Murdered-Soul-Suspect-4

This is not the only instance in which stealth sections are awkwardly wedged into the game. Roaming the un-death in which Ronan finds himself trapped are demons. Demons feed on ghosts or absorb their essence… or something. It doesn’t really matter what the excuse is, what matters is that in practice, they must be avoided by Ronan. He cannot fight them, rather, he must hide on the imprints left by other spirits and either run away, or do a stealth kill to destroy them. They don’t necessarily serve any purpose or seem to fit with the rest of the game in any way. It really makes me wonder why the developers felt that this game needed this element, except that they needed a way to lengthen a short game. There is no other reason for this, or for the hub area that connects all the story bits. It serve no purpose other than to have you walk from one point to another, gathering collectibles that reward you with creepy-pasta caliber horror stories when you find all of them.

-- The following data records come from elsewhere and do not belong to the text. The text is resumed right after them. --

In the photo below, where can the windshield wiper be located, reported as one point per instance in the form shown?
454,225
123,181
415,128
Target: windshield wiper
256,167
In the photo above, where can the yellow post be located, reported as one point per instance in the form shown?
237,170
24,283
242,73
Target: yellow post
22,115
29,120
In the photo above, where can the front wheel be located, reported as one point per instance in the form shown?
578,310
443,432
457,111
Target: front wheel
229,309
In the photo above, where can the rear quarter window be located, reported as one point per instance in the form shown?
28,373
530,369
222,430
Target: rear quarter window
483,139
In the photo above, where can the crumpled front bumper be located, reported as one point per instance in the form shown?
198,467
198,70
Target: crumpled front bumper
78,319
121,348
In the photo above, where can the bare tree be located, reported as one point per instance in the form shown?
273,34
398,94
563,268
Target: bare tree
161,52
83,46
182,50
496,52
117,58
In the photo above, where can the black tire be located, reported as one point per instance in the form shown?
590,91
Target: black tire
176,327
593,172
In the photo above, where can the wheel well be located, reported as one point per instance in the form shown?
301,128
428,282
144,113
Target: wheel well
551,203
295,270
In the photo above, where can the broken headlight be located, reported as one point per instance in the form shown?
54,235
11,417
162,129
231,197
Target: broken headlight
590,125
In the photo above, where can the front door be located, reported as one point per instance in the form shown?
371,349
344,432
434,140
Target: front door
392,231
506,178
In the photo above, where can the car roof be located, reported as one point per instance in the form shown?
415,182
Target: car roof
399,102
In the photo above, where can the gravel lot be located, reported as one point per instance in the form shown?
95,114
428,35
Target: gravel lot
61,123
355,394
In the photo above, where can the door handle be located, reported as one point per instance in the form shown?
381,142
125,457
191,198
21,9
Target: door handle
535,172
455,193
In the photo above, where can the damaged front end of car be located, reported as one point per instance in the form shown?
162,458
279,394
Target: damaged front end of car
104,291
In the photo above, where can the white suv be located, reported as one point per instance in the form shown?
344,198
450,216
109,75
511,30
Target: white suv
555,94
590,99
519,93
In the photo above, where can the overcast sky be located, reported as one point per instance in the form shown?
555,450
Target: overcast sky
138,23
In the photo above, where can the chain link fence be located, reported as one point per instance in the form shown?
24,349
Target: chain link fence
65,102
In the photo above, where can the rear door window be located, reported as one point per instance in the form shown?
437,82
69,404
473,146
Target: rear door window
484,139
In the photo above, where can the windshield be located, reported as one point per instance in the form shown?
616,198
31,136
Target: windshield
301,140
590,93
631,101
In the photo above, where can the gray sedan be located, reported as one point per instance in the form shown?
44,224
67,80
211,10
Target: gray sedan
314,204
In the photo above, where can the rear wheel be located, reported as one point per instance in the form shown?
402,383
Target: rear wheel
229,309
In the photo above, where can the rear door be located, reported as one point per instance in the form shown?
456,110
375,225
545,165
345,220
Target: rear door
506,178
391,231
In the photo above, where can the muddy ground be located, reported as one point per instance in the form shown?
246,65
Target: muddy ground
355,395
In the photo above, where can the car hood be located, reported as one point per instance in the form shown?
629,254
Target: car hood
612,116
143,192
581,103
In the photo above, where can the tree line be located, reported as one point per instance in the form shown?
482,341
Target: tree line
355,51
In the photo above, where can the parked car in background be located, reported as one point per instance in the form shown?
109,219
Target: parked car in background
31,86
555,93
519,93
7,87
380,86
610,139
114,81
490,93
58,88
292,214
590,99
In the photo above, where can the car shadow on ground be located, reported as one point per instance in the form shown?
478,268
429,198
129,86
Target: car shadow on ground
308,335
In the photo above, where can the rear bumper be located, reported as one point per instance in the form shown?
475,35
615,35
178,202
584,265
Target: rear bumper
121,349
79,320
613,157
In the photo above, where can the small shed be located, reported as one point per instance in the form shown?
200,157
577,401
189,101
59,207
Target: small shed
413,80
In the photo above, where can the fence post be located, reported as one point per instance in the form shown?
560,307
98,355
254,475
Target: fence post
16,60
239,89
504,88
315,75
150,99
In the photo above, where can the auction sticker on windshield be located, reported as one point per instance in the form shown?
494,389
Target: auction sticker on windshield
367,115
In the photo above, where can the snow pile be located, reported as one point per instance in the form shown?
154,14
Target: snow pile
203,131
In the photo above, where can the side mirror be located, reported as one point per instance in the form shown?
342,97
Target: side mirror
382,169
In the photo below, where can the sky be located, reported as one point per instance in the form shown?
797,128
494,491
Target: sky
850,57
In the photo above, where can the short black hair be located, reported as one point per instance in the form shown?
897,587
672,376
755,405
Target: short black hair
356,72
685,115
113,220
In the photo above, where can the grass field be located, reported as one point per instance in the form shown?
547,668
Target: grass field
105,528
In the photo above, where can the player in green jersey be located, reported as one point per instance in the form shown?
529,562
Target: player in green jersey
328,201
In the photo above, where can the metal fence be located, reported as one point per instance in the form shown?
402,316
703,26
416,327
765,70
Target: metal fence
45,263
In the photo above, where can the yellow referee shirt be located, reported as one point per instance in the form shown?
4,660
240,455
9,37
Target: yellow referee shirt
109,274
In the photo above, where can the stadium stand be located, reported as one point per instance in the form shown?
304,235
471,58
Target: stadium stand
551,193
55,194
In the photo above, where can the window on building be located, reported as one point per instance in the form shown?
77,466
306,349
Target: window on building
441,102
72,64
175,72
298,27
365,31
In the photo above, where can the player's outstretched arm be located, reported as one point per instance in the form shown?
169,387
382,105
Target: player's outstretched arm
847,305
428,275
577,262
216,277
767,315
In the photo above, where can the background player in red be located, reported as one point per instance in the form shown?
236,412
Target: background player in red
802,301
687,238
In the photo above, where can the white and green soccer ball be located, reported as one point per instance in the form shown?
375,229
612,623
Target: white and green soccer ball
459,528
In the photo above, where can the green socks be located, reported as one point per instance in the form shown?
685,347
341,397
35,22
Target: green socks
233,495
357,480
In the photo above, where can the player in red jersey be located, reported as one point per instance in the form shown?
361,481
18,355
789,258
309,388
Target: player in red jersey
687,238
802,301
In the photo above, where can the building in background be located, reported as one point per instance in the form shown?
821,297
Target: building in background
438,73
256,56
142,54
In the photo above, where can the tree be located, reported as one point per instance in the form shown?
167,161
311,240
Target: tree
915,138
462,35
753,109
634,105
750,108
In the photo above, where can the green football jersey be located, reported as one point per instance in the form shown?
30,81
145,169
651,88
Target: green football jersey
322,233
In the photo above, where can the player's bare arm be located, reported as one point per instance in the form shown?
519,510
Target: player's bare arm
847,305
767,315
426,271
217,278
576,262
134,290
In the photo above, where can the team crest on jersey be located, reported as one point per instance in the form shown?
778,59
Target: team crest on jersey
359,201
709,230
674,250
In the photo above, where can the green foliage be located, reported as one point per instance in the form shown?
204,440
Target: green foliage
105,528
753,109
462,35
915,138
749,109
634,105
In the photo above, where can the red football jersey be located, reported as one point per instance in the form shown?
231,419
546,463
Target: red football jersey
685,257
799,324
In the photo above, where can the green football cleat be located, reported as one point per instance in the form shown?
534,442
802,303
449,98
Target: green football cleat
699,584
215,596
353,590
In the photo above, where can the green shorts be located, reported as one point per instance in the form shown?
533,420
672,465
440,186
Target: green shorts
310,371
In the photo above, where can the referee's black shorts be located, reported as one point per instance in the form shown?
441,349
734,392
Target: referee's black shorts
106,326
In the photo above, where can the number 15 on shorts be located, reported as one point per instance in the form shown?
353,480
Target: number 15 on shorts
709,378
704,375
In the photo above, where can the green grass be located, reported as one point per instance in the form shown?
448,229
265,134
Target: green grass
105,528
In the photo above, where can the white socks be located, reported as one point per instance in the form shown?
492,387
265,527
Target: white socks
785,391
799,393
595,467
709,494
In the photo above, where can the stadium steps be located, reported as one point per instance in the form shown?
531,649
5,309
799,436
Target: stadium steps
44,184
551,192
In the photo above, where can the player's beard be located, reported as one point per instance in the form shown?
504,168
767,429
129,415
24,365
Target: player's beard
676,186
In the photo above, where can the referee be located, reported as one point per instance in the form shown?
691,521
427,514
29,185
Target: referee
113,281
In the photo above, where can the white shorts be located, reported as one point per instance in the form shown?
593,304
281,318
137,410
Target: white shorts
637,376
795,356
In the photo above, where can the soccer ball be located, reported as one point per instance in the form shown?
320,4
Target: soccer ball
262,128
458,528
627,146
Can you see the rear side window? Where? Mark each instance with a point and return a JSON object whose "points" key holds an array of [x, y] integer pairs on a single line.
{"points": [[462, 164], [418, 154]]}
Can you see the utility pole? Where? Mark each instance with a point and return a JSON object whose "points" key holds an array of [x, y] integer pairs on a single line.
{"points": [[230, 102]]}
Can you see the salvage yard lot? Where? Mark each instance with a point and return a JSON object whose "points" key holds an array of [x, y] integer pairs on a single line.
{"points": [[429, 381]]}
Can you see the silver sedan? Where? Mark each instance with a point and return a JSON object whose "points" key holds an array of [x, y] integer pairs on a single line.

The gameplay is at its best when you are in the investigation sequences. A question hovers above the investigation area, and you move around gathering clues and looking at the crime scene, which unlocks deductions. Once you’ve gathered enough evidence, you can try to attempt to find the answer. It is not necessary to get all of the clues to try to solve the answer the question, and there is no negative consequence for guessing incorrectly. This could lead to just abusing this whenever you get a new piece of evidence, but the truth is that the game is not that hard. Many times you already know the answer before you even start looking, and even when you don’t the puzzles are easy. Aside from the main story line investigations, there are also lost souls you find as you traverse from one end of the map to the other from story segment to story segment. These usually involve telling someone who is desperate how or why they died so that they can find closure and move on. It is one of the better parts of the game, but they seem to suffer from glitches, as these lost souls sometimes re spawn once you solve their cases. The difference is the second time you cannot interact with them at all. It is a bit jarring to see the woman you just helped move on weeping after you finish a mission.

You can also posses cats. That's a plus for some people.

You can also possess cats. That’s a plus for some people.

Murdered: Soul Suspect is a great concept with some terrible execution. The story is mediocre, the puzzles are easy, it has horrible stealth sections, and the characters are painfully formulaic. In the time it took me to write this review, Airtight Games has closed its doors. It is never good to see people lose their job, but considering the quality of this game it is not surprising that it didn’t sell very well. We of course wish the best of luck to all the developers and hopefully they will be able to land good jobs somewhere else, I hear Volition is hiring.

In the next few months you are likely to see this game on sale a lot, and you may try to convince yourself “It can’t be that bad, I’m sure its worth this much” but it isn’t. I don’t care how low the price is, Murdered: Soul Suspect isn’t even the catastrophic kind of bad that makes playing it an interesting conversation piece. You get little time to waste on this earth, don’t spend it on Murdered, unless you want to stay stuck in limbo with your soul hat and soul cigarettes trying to get the living to stop playing bad games until you are cleared to move on.